Il fatto è che il più esteso vigneto di questa varietà d’arcaica origine non è in terra valpolicellese, bensì sulle colline moreniche della sponda orientale del lago di Garda. A Cavaion Veronese, presso la tenuta di Villa Cordevigo. Tre ettari di oseléta alla destra del viale d’accesso di quello che oggi è un wine relais a cinque stelle. Con tanto di ristorante stellato che porta il nome – non a caso – di Oseleta.
Il vigneto è dell’azienda Vigneti Villabella, che da quelle uve ci trae un’Oseleta in purezza. Per ora prodotta solo in magnum. Un migliaio o poco più. Del resto, l’ho detto che di uva ne fa poca questa vigna.
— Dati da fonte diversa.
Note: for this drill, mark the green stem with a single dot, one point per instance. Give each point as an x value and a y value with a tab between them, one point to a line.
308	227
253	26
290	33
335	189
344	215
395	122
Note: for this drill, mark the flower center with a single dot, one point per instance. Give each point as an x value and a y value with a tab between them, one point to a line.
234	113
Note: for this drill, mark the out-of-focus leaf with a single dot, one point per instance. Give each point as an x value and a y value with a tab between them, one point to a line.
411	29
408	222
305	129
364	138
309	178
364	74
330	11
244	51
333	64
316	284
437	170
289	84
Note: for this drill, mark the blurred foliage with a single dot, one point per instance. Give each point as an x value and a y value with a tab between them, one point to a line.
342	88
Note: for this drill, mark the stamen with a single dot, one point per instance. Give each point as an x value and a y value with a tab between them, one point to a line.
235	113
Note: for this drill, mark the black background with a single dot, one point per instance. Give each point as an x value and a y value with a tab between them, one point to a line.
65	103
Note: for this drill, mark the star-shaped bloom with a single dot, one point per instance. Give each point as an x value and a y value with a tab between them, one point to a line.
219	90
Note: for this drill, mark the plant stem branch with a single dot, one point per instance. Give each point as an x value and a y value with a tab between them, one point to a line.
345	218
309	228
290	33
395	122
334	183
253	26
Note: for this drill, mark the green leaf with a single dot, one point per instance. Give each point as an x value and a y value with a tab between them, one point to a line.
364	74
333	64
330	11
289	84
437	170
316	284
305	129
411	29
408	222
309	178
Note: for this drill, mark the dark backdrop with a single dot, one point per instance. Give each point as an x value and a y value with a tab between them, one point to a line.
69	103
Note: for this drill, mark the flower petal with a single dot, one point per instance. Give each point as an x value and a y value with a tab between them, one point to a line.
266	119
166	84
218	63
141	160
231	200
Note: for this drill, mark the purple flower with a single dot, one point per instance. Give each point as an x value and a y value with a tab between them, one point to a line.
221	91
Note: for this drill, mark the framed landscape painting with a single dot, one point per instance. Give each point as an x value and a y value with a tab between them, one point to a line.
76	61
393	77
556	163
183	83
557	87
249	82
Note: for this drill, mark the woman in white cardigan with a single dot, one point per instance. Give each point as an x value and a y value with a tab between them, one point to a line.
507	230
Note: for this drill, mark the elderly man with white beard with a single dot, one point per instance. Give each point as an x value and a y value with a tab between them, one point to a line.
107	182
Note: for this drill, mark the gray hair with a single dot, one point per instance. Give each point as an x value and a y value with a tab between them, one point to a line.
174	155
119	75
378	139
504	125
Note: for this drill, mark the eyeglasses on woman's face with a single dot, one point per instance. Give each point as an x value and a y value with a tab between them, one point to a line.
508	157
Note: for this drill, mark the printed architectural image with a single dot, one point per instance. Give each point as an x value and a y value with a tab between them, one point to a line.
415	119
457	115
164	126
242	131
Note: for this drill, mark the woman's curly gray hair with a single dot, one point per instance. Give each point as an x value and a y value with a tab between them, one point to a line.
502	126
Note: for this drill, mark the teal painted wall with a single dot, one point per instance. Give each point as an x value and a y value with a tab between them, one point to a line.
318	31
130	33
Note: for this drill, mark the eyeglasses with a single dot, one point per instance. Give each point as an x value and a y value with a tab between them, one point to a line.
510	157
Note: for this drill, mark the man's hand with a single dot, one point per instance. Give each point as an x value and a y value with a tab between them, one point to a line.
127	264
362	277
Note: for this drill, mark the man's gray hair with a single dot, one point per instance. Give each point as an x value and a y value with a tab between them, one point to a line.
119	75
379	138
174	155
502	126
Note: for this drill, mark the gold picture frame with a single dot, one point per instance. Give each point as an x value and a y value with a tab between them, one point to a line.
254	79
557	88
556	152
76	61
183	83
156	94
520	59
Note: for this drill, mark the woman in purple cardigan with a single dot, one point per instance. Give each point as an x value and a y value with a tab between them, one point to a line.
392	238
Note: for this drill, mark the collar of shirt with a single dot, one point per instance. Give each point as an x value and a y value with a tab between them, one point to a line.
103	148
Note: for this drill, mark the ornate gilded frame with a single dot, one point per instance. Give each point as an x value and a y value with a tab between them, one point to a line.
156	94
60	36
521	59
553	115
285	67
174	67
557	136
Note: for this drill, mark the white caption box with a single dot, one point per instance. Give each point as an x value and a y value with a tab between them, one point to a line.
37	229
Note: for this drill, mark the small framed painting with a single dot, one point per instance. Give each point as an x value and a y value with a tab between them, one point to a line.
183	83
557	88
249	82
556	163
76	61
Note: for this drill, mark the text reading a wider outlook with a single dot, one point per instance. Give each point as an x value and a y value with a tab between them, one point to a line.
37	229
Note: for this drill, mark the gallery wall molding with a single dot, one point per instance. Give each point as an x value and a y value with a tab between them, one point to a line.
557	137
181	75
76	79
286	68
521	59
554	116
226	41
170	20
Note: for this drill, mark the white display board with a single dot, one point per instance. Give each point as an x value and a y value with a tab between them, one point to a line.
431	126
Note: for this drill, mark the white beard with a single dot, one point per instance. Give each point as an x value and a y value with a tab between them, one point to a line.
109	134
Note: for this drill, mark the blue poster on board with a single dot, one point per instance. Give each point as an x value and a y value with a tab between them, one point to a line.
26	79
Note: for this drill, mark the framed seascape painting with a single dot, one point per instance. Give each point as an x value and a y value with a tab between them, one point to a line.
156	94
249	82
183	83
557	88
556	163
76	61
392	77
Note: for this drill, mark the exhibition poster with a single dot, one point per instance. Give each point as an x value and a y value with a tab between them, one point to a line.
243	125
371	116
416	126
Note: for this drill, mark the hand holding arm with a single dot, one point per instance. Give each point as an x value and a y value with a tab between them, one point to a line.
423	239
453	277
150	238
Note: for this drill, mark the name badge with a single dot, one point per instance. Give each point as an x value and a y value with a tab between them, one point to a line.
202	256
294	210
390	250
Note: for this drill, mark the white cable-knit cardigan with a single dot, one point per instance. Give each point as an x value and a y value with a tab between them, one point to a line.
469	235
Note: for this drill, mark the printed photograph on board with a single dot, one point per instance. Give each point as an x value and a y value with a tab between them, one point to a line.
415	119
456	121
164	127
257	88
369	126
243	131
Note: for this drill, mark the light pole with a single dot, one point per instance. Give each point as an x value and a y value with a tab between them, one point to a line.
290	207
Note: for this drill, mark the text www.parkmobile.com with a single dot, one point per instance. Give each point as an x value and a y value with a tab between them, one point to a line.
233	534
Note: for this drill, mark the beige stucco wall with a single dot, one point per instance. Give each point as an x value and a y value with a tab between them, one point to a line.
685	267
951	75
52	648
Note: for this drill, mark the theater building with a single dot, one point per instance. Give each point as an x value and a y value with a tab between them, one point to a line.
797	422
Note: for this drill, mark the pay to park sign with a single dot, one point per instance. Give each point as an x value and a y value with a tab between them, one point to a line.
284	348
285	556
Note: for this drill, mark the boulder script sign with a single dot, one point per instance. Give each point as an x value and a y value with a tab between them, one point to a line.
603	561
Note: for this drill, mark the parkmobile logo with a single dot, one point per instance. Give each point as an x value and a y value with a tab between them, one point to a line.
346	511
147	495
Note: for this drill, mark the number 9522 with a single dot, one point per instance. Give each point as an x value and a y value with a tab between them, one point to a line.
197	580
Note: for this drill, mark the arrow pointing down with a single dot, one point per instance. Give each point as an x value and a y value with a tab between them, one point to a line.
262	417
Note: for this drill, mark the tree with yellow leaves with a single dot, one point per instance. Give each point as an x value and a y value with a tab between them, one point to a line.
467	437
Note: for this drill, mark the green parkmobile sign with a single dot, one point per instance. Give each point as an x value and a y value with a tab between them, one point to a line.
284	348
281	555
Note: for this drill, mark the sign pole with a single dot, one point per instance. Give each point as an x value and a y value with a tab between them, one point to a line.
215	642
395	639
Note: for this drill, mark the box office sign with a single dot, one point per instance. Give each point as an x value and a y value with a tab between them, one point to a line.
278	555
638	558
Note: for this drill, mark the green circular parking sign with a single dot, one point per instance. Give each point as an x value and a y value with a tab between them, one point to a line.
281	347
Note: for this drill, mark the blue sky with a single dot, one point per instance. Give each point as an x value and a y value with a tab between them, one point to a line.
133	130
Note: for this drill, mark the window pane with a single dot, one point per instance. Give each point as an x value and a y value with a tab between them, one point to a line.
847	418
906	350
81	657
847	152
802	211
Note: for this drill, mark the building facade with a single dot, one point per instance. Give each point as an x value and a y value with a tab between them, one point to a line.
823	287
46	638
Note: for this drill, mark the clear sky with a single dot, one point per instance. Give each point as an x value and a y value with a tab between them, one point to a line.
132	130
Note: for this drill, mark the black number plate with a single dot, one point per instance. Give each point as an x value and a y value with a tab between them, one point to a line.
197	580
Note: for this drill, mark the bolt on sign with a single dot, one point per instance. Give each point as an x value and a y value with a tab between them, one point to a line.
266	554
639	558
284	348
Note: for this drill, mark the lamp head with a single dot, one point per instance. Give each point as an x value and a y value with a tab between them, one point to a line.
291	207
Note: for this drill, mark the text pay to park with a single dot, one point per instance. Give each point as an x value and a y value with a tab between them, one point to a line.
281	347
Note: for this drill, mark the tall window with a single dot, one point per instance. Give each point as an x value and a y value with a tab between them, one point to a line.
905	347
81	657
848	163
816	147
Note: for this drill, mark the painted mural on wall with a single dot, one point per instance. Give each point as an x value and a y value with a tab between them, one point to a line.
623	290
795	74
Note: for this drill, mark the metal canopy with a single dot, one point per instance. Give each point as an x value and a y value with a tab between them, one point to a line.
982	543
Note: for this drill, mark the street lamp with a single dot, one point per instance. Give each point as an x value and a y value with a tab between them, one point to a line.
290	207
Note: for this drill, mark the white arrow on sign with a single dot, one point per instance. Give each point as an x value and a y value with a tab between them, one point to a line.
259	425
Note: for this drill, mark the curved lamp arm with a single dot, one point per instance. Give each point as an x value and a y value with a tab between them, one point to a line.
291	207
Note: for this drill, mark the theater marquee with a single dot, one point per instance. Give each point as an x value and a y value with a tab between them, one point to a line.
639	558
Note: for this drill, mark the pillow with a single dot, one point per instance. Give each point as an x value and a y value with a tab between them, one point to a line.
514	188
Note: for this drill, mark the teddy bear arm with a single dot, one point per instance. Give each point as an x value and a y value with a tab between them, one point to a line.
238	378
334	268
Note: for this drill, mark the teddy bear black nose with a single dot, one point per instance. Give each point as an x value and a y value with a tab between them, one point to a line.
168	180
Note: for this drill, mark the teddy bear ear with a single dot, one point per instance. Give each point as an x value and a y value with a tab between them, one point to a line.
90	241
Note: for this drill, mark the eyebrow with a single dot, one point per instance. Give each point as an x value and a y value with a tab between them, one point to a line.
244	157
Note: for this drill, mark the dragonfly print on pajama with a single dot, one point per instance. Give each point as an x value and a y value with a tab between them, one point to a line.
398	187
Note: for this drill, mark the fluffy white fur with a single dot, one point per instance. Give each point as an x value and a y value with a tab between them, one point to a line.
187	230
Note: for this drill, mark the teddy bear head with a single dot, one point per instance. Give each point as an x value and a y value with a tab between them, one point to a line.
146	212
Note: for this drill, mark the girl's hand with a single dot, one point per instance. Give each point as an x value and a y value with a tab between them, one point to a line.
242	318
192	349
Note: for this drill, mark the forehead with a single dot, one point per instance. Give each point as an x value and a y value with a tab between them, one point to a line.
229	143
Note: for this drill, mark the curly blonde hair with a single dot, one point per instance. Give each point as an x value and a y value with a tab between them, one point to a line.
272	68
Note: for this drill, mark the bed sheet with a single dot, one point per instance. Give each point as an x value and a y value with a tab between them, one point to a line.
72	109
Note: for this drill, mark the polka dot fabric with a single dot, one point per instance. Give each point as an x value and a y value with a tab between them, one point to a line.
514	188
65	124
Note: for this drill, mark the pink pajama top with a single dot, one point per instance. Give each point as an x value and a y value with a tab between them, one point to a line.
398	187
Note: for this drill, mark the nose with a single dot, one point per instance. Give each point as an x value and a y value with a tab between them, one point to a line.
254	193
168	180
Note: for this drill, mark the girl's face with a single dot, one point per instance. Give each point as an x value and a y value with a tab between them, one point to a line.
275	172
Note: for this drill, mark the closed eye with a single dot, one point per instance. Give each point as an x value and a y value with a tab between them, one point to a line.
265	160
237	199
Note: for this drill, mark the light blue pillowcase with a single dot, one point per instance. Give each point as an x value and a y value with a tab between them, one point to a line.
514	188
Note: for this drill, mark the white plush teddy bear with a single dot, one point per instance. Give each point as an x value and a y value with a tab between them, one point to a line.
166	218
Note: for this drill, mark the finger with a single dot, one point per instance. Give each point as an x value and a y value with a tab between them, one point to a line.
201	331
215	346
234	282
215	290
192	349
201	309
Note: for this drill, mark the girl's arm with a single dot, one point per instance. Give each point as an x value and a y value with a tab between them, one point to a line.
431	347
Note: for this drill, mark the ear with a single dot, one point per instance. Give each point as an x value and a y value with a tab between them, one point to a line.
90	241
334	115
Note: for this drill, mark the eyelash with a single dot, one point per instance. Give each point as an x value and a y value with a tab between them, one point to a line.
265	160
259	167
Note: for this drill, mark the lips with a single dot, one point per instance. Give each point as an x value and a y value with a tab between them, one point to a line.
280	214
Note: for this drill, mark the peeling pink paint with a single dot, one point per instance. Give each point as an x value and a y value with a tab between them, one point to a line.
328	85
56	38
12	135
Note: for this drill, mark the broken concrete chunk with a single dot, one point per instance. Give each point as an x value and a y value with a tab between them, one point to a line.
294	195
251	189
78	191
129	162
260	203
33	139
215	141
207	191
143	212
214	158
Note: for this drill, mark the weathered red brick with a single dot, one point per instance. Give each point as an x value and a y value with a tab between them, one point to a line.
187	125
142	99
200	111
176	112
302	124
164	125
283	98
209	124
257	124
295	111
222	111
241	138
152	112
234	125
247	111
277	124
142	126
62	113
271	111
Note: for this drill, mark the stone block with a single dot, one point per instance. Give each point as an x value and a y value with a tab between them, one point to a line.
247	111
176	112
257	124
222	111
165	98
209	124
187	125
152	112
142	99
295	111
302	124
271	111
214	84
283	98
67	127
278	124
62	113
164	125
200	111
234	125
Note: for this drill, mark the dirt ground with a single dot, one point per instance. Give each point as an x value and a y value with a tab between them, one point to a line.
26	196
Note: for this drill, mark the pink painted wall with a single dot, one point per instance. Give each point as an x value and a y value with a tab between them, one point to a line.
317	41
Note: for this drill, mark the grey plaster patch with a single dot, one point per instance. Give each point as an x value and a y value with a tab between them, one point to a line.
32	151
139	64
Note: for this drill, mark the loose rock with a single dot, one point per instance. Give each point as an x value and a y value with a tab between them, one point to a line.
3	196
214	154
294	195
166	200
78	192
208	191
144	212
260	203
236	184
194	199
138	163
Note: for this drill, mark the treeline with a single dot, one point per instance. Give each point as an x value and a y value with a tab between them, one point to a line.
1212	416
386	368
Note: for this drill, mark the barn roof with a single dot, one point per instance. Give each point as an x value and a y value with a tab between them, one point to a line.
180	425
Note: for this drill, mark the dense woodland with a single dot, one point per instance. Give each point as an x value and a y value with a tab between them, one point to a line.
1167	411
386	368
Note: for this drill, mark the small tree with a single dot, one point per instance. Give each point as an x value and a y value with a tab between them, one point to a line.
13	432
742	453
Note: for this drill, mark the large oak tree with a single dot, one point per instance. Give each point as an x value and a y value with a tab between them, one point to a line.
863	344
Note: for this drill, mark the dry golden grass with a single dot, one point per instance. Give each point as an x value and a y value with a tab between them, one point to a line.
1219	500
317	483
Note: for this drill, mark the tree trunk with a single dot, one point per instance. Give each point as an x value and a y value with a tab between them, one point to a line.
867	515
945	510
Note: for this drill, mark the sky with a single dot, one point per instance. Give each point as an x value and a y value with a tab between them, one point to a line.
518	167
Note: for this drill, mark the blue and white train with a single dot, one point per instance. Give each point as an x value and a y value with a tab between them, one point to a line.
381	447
La retroetichetta racconta che “questo vino ha un carattere complesso e difficile da decifrare, che si rivela nel tempo”. Vero, verissimo. Appena imbottigliato, è un rosso chiuso, ostico, per certi versi aggressivo, sicuramente graffiante, permaloso. Poi col tempo – e ci vogliono anni – arrotonda il carattere, e la rusticità diventa possente avvolgenza.
Ho potuto bere il 2008, ed è un rosso che ti si impianta nella memoria.